O portal Jornal do Carro listou oito fatores que costumam reduzir o valor de revenda de veículos no Brasil. Além da quilometragem, da pintura, dos pneus, do ano-modelo e do histórico de sinistros, há outros aspectos relevantes para quem pretende vender. O objetivo é orientar o comprador e o vendedor a tomar decisões mais conscientes na hora da negociação.

Segundo o consultor automotivo Milad Kalume Neto, a avaliação vai além da inspeção básica. Questões de mercado, decisões da fabricante e rede de assistência influenciam o preço de quem planeja repassar o veículo. Abaixo, os oito itens que costumam passar despercebidos, mas impactam o valor.

1 – Saída da marca do mercado

Poucos fatores derrubam tanto o valor quanto a saída da fabricante do país. Empresas que deixam o Brasil geram desconfiança e reduzem a demanda por modelos nacionais.

Alguns exemplos recentes incluem marcas que operaram por pouco tempo por aqui. A descontinuidade costuma provocar desvalorização expressiva nos modelos já vendidos, já que a oferta de reposição e suporte fica menor.

2 – Falta de credibilidade

A confiança do consumidor é crucial para manter o valor de um veículo. Atrasos na entrega, rede de concessionárias limitada ou problemas de pós-venda elevam a percepção de risco.

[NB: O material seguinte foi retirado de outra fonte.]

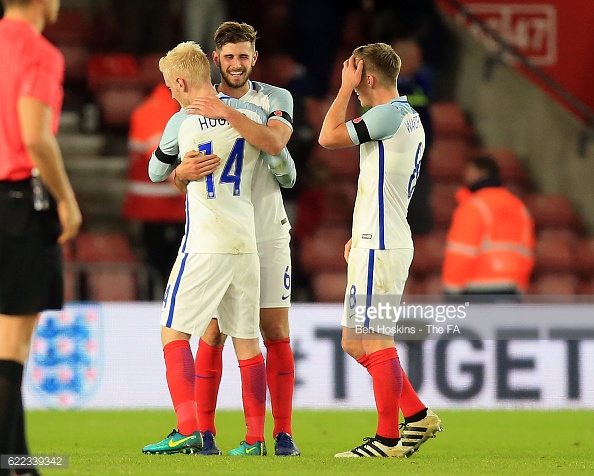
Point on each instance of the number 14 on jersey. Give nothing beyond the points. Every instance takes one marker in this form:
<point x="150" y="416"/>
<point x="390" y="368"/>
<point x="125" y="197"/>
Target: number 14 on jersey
<point x="231" y="171"/>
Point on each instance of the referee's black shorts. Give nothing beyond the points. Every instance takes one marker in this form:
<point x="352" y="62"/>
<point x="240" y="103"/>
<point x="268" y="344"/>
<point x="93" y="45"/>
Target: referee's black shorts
<point x="31" y="274"/>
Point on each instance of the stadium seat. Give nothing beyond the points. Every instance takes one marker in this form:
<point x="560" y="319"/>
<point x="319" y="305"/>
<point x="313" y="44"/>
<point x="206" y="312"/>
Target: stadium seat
<point x="149" y="72"/>
<point x="324" y="250"/>
<point x="447" y="158"/>
<point x="103" y="247"/>
<point x="551" y="211"/>
<point x="443" y="203"/>
<point x="71" y="28"/>
<point x="338" y="203"/>
<point x="554" y="284"/>
<point x="76" y="58"/>
<point x="584" y="256"/>
<point x="329" y="286"/>
<point x="586" y="287"/>
<point x="116" y="104"/>
<point x="316" y="110"/>
<point x="112" y="70"/>
<point x="117" y="285"/>
<point x="553" y="251"/>
<point x="429" y="253"/>
<point x="338" y="163"/>
<point x="71" y="283"/>
<point x="448" y="121"/>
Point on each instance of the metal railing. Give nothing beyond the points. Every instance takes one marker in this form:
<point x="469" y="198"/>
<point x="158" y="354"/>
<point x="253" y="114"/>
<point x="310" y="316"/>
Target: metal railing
<point x="584" y="113"/>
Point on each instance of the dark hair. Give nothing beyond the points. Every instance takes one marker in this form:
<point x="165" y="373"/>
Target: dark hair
<point x="485" y="164"/>
<point x="234" y="32"/>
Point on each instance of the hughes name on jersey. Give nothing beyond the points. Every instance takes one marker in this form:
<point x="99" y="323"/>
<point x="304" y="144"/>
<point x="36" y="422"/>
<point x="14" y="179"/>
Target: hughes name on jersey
<point x="219" y="210"/>
<point x="392" y="141"/>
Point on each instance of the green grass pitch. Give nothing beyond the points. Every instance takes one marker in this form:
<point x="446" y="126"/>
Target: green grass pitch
<point x="473" y="443"/>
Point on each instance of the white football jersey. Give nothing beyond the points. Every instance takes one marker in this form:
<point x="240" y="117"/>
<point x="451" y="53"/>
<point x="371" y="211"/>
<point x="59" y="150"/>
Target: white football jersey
<point x="219" y="210"/>
<point x="270" y="216"/>
<point x="392" y="142"/>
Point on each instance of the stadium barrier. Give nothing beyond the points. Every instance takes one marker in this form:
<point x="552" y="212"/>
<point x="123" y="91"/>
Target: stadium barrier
<point x="108" y="355"/>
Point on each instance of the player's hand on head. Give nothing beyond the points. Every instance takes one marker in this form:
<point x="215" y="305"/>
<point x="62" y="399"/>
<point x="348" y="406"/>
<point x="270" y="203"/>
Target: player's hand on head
<point x="70" y="219"/>
<point x="208" y="106"/>
<point x="196" y="165"/>
<point x="352" y="71"/>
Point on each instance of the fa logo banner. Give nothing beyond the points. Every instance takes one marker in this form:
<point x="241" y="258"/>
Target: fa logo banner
<point x="64" y="366"/>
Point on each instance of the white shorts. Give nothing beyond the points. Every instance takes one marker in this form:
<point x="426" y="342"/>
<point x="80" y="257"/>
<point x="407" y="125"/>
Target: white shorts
<point x="374" y="278"/>
<point x="203" y="285"/>
<point x="275" y="272"/>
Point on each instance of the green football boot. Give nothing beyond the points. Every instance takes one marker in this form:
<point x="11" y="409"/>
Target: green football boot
<point x="176" y="443"/>
<point x="257" y="449"/>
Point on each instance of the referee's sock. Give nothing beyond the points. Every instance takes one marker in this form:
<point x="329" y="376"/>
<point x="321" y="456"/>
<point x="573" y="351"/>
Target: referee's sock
<point x="209" y="369"/>
<point x="253" y="394"/>
<point x="280" y="375"/>
<point x="11" y="379"/>
<point x="180" y="373"/>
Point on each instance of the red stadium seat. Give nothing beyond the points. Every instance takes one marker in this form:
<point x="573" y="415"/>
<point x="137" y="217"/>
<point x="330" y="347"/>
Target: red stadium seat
<point x="429" y="253"/>
<point x="447" y="158"/>
<point x="103" y="247"/>
<point x="113" y="70"/>
<point x="551" y="211"/>
<point x="117" y="104"/>
<point x="324" y="251"/>
<point x="443" y="203"/>
<point x="71" y="28"/>
<point x="117" y="285"/>
<point x="553" y="251"/>
<point x="338" y="163"/>
<point x="448" y="121"/>
<point x="510" y="169"/>
<point x="554" y="284"/>
<point x="329" y="286"/>
<point x="76" y="58"/>
<point x="338" y="203"/>
<point x="586" y="287"/>
<point x="149" y="72"/>
<point x="71" y="285"/>
<point x="584" y="256"/>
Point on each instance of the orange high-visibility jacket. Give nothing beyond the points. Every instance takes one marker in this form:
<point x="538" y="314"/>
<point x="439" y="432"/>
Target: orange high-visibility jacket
<point x="147" y="201"/>
<point x="490" y="243"/>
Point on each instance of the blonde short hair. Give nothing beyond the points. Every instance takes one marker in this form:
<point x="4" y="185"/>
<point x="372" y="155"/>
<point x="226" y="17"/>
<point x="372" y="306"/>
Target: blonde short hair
<point x="187" y="61"/>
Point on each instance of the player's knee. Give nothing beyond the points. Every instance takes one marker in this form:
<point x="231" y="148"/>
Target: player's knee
<point x="351" y="347"/>
<point x="273" y="331"/>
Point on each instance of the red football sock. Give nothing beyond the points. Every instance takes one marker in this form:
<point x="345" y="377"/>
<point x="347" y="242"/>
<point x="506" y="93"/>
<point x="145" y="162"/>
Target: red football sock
<point x="209" y="369"/>
<point x="179" y="363"/>
<point x="280" y="376"/>
<point x="386" y="375"/>
<point x="409" y="400"/>
<point x="364" y="361"/>
<point x="253" y="394"/>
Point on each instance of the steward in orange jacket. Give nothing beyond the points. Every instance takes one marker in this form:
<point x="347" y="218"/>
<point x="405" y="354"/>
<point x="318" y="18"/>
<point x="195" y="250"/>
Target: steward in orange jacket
<point x="490" y="243"/>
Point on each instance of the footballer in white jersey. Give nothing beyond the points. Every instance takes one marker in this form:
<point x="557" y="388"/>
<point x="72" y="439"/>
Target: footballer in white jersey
<point x="218" y="262"/>
<point x="392" y="141"/>
<point x="272" y="224"/>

Marcas novas ou pouco conhecidas podem enfrentar desvalorização maior, especialmente se houver controvérsias públicas ou incidentes que abalem a imagem. O efeito é direto sobre a disposição de pagar caro por um usado.

3 – Fim da produção de um modelo

O encerramento da produção costuma reduzir o preço do modelo no mercado de usados. Liquidar estoques e dar espaço ao sucessor aceleram a queda de valor.

Em média, o preço pode recuar cerca de 20% após a descontinuação. A chegada de uma nova geração costuma concentrar o interesse do consumidor no modelo atualizado, mesmo que o modelo anterior tenha boa reputação.

4 – Facelift ou mudança radical no design

Mudanças significativas de aparência, de geração para geração, geram desvalorização do modelo anterior. O consumidor tende a preferir a versão mais recente, mais valorizada pelo mercado.

Essa percepção favorece o aumento de preço da linha atual, enquanto o modelo antigo perde espaço para as gerações mais novas. A mudança visual costuma impactar diretamente o valor de revenda.

5 – Mudança de motorização

Trocas de motor ou de linha de engenharia afetam a atratividade do modelo antigo. A disponibilidade de peças e o interesse do mercado podem diminuir com o tempo.

Motores raros ou empregados por poucos modelos costumam sofrer desvalorização mais acentuada, devido à dificuldade de manutenção e de reposição de componentes.

6 – Rede de concessionárias

A amplitude e a qualidade da rede de atendimento influenciam o valor de revenda. Uma rede mal distribuída ou com serviço precário prejudica a percepção do veículo.

Marcas com concessionárias concentradas em regiões específicas podem ter menor aceitação em outras áreas. Uma rede em declínio pode sinalizar problemas econômicos da fabricante, pressionando o preço.

7 – Disponibilidade de peças

Peças de reposição caras ou difíceis de encontrar afetam especialmente modelos importados, mas também podem atingir modelos nacionais.

Carros que ficaram pouco tempo em produção costumam sofrer desvalorização maior, pois a reposição de componentes pode se tornar mais complexa com o passar dos anos.

8 – O próprio mercado

A valorização ou desvalorização depende do fluxo de usados. Alguns modelos valorizam com o passar do tempo devido à procura; outros perdem valor por críticas ou preocupações específicas.

Casos como o Toyota Etios e o Up! mostraram ganho de valor no usado, enquanto o Onix aparece entre os carros com queda de preço associada a polêmicas técnicas.